Jim Bellas and Ed Brandt, co-founders of the Bicycle Exchange, an Alexandria-based chain of eight bike shops in Northern Virginia and the District, hired Turpin-Foster to help them establish an ESOP earlier this year.

Using the company as collateral, the firm got a loan from the National Cooperative Bank, providing $350,000 in long-term debt, $300,000 of which was used to pay back another bank loan. In addition, the company got a $200,000 line of credit. The Bicycle Exchange is repaying the loan with money taken from salaries, and the employees in turn receive company stock.

Under the rules for ESOPs, interest payments on such bank loans are tax-free, making them increasingly attractive to companies in need of cash.

Two months ago, when the retirement plan went into effect, about 30 of the nearly 75 full- and part-time employees who are eligible for the ESOP found their take-home pay reduced by about 5 percent as money was deducted to pay for the 26.5 percent of the stock now owned by the employees.

Employees cannot get the money back until they leave the company or retire, a fact that could cause unhappiness among employees if management doesn't play its cards right, said Turpin-Foster.

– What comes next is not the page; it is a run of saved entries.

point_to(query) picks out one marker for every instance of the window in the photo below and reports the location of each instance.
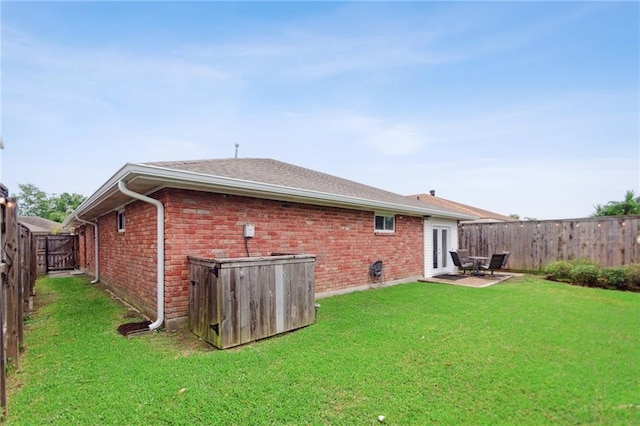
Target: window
(121, 221)
(385, 223)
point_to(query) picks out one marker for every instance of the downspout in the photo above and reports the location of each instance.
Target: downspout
(95, 245)
(160, 243)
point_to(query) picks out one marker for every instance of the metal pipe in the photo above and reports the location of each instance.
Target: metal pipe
(160, 243)
(95, 246)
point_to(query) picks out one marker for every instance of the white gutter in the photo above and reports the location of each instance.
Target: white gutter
(160, 238)
(95, 245)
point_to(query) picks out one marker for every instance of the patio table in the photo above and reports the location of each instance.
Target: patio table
(478, 260)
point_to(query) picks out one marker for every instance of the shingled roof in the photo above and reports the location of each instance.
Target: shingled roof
(483, 215)
(266, 170)
(252, 177)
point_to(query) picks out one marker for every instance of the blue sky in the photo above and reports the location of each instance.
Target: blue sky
(529, 108)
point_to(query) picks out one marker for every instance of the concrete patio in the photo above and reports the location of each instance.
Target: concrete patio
(471, 280)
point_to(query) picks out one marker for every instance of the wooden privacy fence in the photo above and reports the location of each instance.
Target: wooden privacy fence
(17, 278)
(608, 241)
(240, 300)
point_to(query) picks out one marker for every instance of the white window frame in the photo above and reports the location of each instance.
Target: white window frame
(121, 221)
(385, 225)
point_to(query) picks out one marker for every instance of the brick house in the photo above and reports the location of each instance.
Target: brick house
(172, 210)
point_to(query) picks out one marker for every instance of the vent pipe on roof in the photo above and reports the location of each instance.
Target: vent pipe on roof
(96, 280)
(160, 243)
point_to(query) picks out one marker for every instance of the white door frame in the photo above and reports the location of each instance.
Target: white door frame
(451, 225)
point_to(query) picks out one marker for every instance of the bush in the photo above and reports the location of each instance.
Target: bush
(585, 275)
(558, 270)
(612, 278)
(632, 276)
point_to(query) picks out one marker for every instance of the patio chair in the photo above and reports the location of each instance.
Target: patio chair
(494, 264)
(506, 259)
(461, 265)
(463, 254)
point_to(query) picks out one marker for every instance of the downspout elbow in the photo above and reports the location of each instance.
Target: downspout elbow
(160, 243)
(96, 279)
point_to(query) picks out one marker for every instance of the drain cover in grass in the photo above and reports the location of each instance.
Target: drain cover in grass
(134, 327)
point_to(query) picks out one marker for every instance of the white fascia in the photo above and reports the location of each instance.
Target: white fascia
(171, 177)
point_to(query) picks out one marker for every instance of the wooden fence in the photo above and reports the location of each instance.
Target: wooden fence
(236, 301)
(56, 252)
(608, 241)
(17, 280)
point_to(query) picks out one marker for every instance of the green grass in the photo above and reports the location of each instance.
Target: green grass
(526, 351)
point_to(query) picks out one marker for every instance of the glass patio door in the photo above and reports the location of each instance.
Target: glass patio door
(441, 246)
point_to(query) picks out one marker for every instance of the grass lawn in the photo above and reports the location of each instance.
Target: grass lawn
(525, 351)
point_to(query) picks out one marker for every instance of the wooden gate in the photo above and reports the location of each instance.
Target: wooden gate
(57, 253)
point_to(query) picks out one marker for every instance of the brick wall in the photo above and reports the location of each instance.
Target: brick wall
(211, 225)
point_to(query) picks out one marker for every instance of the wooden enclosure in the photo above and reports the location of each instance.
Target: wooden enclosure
(608, 241)
(240, 300)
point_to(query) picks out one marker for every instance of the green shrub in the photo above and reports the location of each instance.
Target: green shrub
(612, 278)
(582, 261)
(558, 270)
(632, 276)
(585, 275)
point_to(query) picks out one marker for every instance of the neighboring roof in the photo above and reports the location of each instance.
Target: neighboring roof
(253, 177)
(482, 215)
(39, 225)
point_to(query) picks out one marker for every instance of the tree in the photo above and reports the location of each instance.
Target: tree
(32, 201)
(630, 205)
(35, 202)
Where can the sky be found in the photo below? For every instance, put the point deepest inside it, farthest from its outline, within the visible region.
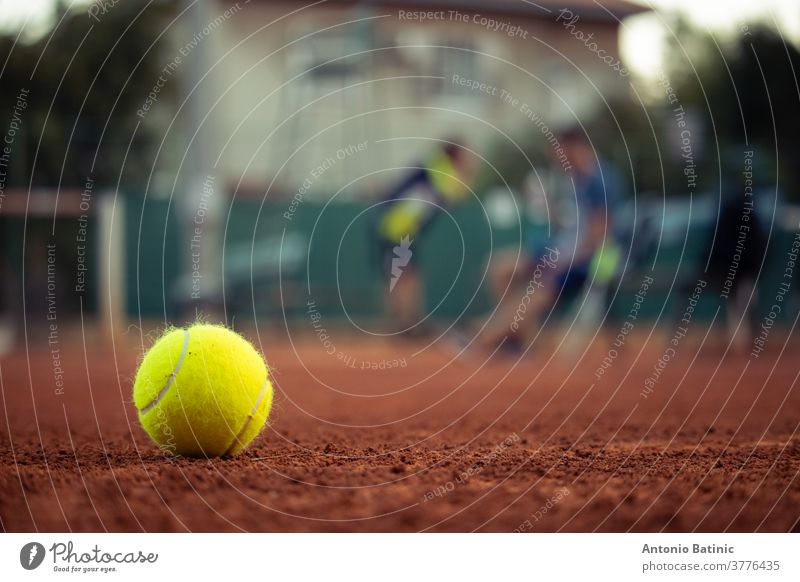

A "corporate culture" needs to be promoted to make the ESOP work, she said.

Bellas and Brandt make it clear, however, that while their employees now own part of the company, the current management will continue to make the business decisions for the company.

They said that before the ESOP the company had 10 owners -- Bellas, Brandt and the managers of the eight stores -- and communicated financial decisions to its employees. Bellas and Brandt said the new corporate culture already was in place. "It will affect commitment to the company rather than change the way decisions are made," Bellas said.

"Money gone is always kind of strange," said Julie Frank, manager of the company's newest branch near Tenley Circle. But the positive feelings the plan will promote should override any concern over lost wages, she said.

The plan will "help continue the store's positive morale," she said. "It goes along with the philosophy of just taking care of employees. ... Anybody who works here, even part time, is asked their opinions."

Creative business solutions come out of such openness, she said. For example, employees who work on national holidays split 5 percent of the company's gross for the day. Another employee suggestion resulted in top sales awards being extended to service employees.

Still, the ESOP is a formalized way of bringing employees into the fold, and a formal means for their participation was needed. Bellas said he is organizing a strategic planning committee of five or six employees that will meet regularly as a "clearinghouse for all the brainstorming that goes on." He said the committee will take staff opinions about the ESOP, how the company should invest excess profits and management issues regarding the stores.

Turpin-Foster said many ESOPs have failed because of a lack of communications between management and employees.

Though some firms will put ESOPs in place purely for their financial advantages, "I don't want my tax money going to it," Turpin-Foster said. "There should be a commitment to employees. All the studies show that if the company's going to do well, that that has to be a part of it."